Conflicting plans and multiple jurisdictions reduce the efficacy of climate change response plans at the city level as well (Murgida and Gonzalez, 2005). For example, in 2007 an Office for Climatic Protection and Energy Efficiency was established within the Ministry for Environment of Buenos Aires City. With the arrival of a new administration in December 2007 this ministry was restructured into the Ministry of Environment and Public Space, with a new Environmental Protection Agency. The Office for Climatic Protection and Energy Efficiency was dismantled despite the fact that previously initiated programs and projects such as "Clean Production" and "Air Quality" continue to be implemented (Murgida, 2007).

The primary obstacles to institutional action at the metropolitan level are lack of actionable climate information, as well as vertical and horizontal fragmentation of jurisdictions with divergent interests and responses. Administrative units within the AGBA address flood management but lack an integrated strategy. For example, within Buenos Aires City two different plans – the Urban Environmental Plan and the Buenos Aires 2015 Strategic Plan – are being implemented simultaneously but with a lack of effective coordination. Further, in practice there are two critical legislative instruments to regulate urban development in the city – namely, the Building Code enacted in 1944 and the Urban Planning Code enacted in 1977. These are complemented by additional measures such as the Flood Control Plan, and post-2001 flood tax rebates for affected communities. However, these plans, codes and norms are inconsistent. For instance, the Urban Planning Code incentivizes the occupation of vulnerable low-lying areas within the city contradicting the flood prevention plans (Gonzalez, 2005).

Moreover, constantly changing organizational roles and responsibilities of government agencies tasked to address climate change pose a challenge. For instance, in 2005 the Buenos Aires State Government created a unit to address climate change within the provincial Ministry for Environmental Policy. This office continues to be operational under the new local government that was elected in 2007, but the unit has been moved to the Ministry of Social Development and has a reduced mandate. This lack of action orientation is compounded by a general lack of public awareness of the risks associated with climate change (Assessment of Impacts and Adaptation to Climate Change, 2005).

Additionally, there is a mismatch in terms and scales. While the climate adaptation strategies such as flood prevention and management need to take a long-term view and plan for the metropolitan region as a whole, most planning interventions address short-term needs and do not take a citywide view (Murgida and Natenzon, 2007). "By analyzing who participated in the planning process and in which areas they did so, it becomes evident that the vast majority of interventions were partial, some were very specific, and a few encompass different areas and spheres" (Pirez, 2008). These issues become further complicated for the metropolitan region due to the overlap and aggregation of administrative units that lack a central governing authority.

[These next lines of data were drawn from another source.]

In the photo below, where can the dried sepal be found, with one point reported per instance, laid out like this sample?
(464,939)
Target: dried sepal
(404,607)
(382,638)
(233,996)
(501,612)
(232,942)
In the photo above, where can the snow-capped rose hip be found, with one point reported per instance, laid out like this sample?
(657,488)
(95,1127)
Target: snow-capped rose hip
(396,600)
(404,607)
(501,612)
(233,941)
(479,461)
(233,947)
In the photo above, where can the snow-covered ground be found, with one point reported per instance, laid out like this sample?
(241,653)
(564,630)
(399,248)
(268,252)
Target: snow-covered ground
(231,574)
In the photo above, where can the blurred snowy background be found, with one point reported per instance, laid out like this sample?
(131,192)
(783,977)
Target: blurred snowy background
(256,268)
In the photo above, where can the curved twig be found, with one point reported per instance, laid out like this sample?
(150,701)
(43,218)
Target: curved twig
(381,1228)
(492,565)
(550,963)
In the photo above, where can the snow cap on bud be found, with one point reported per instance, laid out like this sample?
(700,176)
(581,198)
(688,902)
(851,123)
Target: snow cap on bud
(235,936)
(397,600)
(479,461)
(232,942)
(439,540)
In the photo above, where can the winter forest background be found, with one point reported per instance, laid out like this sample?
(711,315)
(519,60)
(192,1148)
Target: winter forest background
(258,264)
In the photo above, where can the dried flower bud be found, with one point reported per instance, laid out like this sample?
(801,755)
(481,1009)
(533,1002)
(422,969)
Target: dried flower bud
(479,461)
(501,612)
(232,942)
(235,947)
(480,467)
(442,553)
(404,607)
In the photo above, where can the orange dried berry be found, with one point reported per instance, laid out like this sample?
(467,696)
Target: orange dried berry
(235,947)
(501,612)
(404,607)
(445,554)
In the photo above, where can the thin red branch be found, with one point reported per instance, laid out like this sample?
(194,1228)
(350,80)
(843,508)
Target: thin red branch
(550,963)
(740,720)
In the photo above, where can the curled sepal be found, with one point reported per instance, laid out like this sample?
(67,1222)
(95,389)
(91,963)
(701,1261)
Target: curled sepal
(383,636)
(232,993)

The community of scientists and researchers has taken on an unusual task of coordinating climate-related programs and policies. A leading example of this effort was the launch of the Global Climate Change Research Program at Buenos Aires University (PIUBACC) in May 2007. The objective of this program is to map and link all research as well as city development projects within the metropolitan area so as to provide the government, civil society, and more-specifically interested groups directly involved in climate change programs with a holistic and scientific assessment of climate change risks. Additionally, the scientists are drawing transferable lessons from community knowledge on flood management along the La Plata River coast with a dual focus on the vulnerability of the poor and on adaptation to storm-surge floods (Barros et al., 2005).